I was recently arguing with a friend, in regard to Harriet Miers, that, up to a point, intelligence ought to make someone more persuadable, less entrenched in one’s opinions--that the marks of intellectual integrity are open-mindedness, ambivalence, and self-doubt, not absolute certainty, or what the President’s PR men like to call “moral clarity.” (As my old dance instructor used to tell us, “Not the courage of one’s convictions, but the courage for an attack on one’s convictions!”) There’s a passage in Plan of Attack in which Colin Powell, seeming genuinely creeped out, wonders to himself exactly when, if ever, George entertains doubts. Powell does it all the time. Maybe late at night?, he speculates. It was this that became the genesis of this cartoon. What Powell seems never to have understood is that the President is not a person remotely like himself—his psychology is either too primitive or too pathological for self-doubt. He enjoys the same absolute certainty enjoyed by all divine appointees to sacred missions, from Urban II to Jim Jones. I have no doubt he sleeps the untroubled sleep of the innocent, soothed by dreams of bottomless supplies of peppermints.
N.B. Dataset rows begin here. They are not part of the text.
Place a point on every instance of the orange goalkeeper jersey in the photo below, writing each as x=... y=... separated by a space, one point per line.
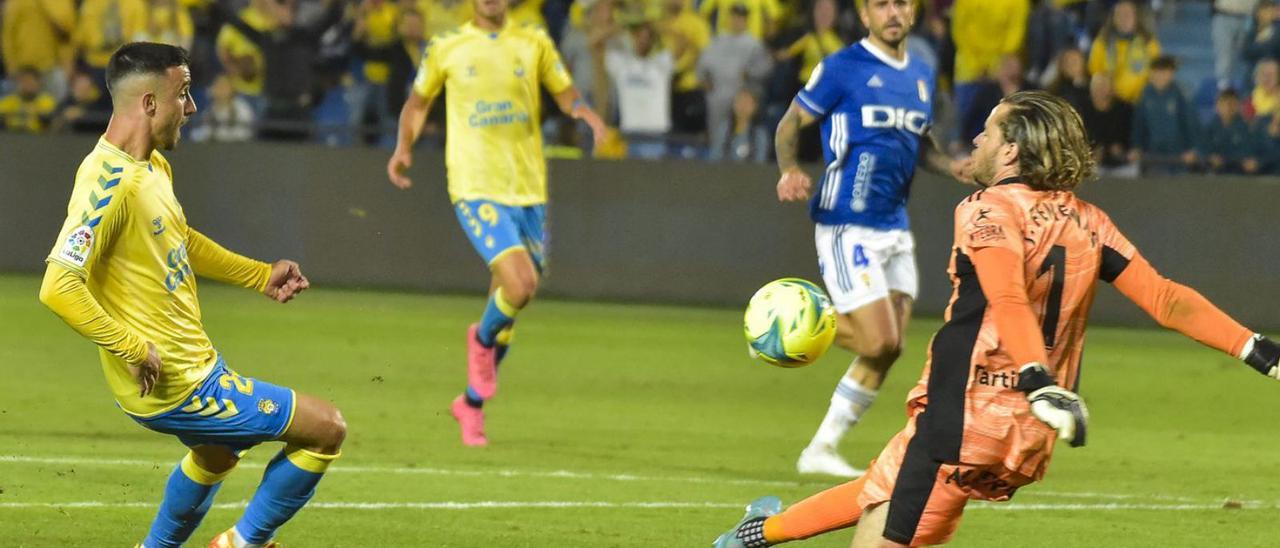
x=1024 y=269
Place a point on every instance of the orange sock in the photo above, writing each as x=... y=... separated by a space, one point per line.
x=827 y=511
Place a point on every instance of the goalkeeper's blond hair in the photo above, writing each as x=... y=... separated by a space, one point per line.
x=1054 y=151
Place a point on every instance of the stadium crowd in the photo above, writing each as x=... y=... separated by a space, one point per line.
x=677 y=78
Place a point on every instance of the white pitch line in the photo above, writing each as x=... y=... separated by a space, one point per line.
x=501 y=473
x=568 y=474
x=659 y=505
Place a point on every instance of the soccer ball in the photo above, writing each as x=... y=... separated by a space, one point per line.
x=789 y=323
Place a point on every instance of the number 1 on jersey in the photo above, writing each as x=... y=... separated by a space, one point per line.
x=1055 y=260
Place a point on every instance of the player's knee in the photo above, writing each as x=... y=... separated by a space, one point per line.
x=521 y=290
x=878 y=348
x=333 y=432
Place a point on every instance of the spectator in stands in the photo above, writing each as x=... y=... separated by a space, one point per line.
x=103 y=27
x=734 y=60
x=442 y=16
x=762 y=16
x=1164 y=123
x=375 y=35
x=168 y=22
x=1008 y=80
x=1072 y=78
x=30 y=108
x=86 y=110
x=1229 y=28
x=228 y=118
x=685 y=35
x=1110 y=126
x=984 y=32
x=818 y=42
x=1051 y=28
x=241 y=56
x=288 y=51
x=590 y=30
x=641 y=76
x=526 y=12
x=1124 y=49
x=1265 y=39
x=750 y=141
x=35 y=33
x=1228 y=142
x=405 y=56
x=1266 y=144
x=1265 y=97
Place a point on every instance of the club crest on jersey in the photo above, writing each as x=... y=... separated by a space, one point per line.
x=268 y=406
x=77 y=247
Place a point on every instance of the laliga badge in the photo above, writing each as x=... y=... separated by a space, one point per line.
x=77 y=247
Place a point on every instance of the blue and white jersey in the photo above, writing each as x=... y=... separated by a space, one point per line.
x=873 y=110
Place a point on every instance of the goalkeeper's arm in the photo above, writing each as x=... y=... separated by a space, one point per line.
x=1184 y=310
x=1000 y=275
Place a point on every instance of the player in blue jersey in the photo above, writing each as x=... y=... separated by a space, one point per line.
x=874 y=105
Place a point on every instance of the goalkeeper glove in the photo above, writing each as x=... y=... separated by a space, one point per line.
x=1054 y=405
x=1262 y=355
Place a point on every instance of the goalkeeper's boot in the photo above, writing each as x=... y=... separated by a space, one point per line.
x=228 y=540
x=481 y=365
x=826 y=460
x=749 y=533
x=471 y=420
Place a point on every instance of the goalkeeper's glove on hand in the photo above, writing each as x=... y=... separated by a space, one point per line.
x=1262 y=355
x=1054 y=405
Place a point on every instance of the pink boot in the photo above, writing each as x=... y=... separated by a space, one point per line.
x=481 y=365
x=471 y=421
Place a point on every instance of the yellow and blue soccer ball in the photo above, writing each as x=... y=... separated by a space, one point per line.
x=790 y=323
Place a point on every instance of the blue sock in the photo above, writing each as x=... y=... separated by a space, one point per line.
x=187 y=497
x=498 y=314
x=288 y=483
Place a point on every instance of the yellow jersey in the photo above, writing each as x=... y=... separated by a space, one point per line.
x=492 y=82
x=127 y=238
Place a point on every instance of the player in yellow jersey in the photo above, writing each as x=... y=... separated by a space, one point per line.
x=123 y=274
x=492 y=72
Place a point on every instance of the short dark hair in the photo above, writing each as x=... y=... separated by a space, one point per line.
x=1165 y=63
x=144 y=58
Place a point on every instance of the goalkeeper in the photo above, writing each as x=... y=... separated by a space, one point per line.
x=1000 y=383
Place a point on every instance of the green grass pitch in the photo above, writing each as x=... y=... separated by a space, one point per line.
x=615 y=427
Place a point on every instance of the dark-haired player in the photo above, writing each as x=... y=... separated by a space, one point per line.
x=123 y=274
x=1000 y=383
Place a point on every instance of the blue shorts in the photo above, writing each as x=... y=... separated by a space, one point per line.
x=228 y=410
x=497 y=229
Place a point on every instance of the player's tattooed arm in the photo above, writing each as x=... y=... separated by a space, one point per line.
x=786 y=138
x=794 y=185
x=935 y=160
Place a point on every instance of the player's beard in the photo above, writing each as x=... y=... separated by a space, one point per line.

I did not pull the bottomless supply of peppermints out of my ass, by the way. Ponder, if you will, this passage from an account of a briefing on Iraq in “the Tank,” the secure meeting room for the Joint Chiefs of Staff at the Pentagon, which took place on January 10th, 2001, ten days before Bush’s first inauguration:
The JCS had placed a peppermint at each place. Bush unwrapped his and popped it into his mouth. Later he eyed [outgoing Secretary of Defense William S.] Cohen’s mint and flashed a pantomime query, Do you want that? Cohen signaled no, so Bush reached over and took it. Near the end of the hour-and-a-quarter briefing, the chairman of the Joint Chiefs, Army General Henry ‘Hugh’ Shelton, noticed Bush eyeing his mint, so he passed it over.
You see? You see how it is trying to be a satirist these days?
However, the crowning stroke of demented genius in this cartoon---the clown horse—was my friend Isabelle’s. I told her about the mint story and she blurted out the whole clown horse dream out of nowhere. I was like, did you say ‘clown horse’? I tried to fine-tune it for comic effect, but found I could not improve on the initial inspiration--it has the same nonplussing strangeness of ideas invented by very young children (one of which Isabelle, perhaps not coincidentally, has got)—senseless, perplexing, and kind of brilliantly insane. So credit, such as it is, where credit is due. It was I, however, who made the clown horse magical. How else could he provide a limitless number of mints?
Q: Do I really imagine that Donald Rumsfeld loses any sleep over the number of American casualties (much less the number of Iraqi casualties, not officially counted and almost never alluded to in the media, but doubtlessly in the tens of thousands)?